Thursday, August 25, 2011

New building blocks for synthesis of complex molecules

Chemists at the University of Illinois have developed a way of fitting chemical pieces together to more efficiently build complex molecules, beginning with a powerful and promising antioxidant.

A standard synthesis technique called iterative cross-coupling (ICC) uses simple, stable chemical building blocks sequentially joined in a repetitive reaction. With more than 75 of the building blocks available commercially, pharmaceutical companies and other laboratories use ICC to create complex small molecules that could have medicinal properties.

The University of Illinois chemists have now developed a variant of ICC called reverse-polarity ICC that allows them to better match the target molecules’ electronic structure. The reversal in polarity enables a whole new class of building blocks, so researchers can synthesize molecules more efficiently and even construct molecules that standard ICC cannot.

Creating a more powerful antioxidant

The chemists used the new method to make synechoxanthin, a molecule first isolated from bacteria in 2008 that shows great promise as an antioxidant.  Studies suggest that synechoxanthin allows the bacteria that produce it to live and thrive in highly oxidative environments.

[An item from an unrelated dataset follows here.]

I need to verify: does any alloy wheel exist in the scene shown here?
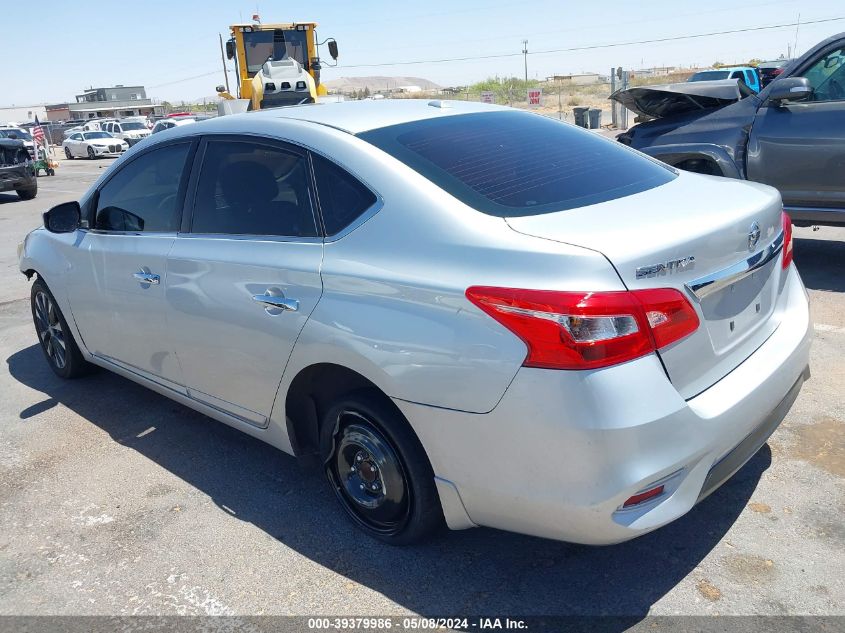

Studies on the activity of synechoxanthin have been limited by the difficulty of extracting the molecule from bacterial cultures. The chemists successfully synthesized it from just three types of readily available, highly stable, non-toxic building blocks. Thanks to the ease of ICC, they can produce relatively large quantities of synechoxanthin for study as well as derivatives to test against the natural product.

“Because this building-block-based design is inherently flexible, once we’ve made the natural product, we can make any derivative we want simply by swapping in one different building block, and then using the reverse-polarity ICC to snap them together,” said professor Martin Burke. “That’s where synthesis is so powerful. Oftentimes, the cleanest experiment will require a molecule that doesn’t exist, unless you can piece it together.”

The researchers can also use blocks that have been tagged with a fluorescent or radioactive dye to make it easier to study a particular molecule and its activity.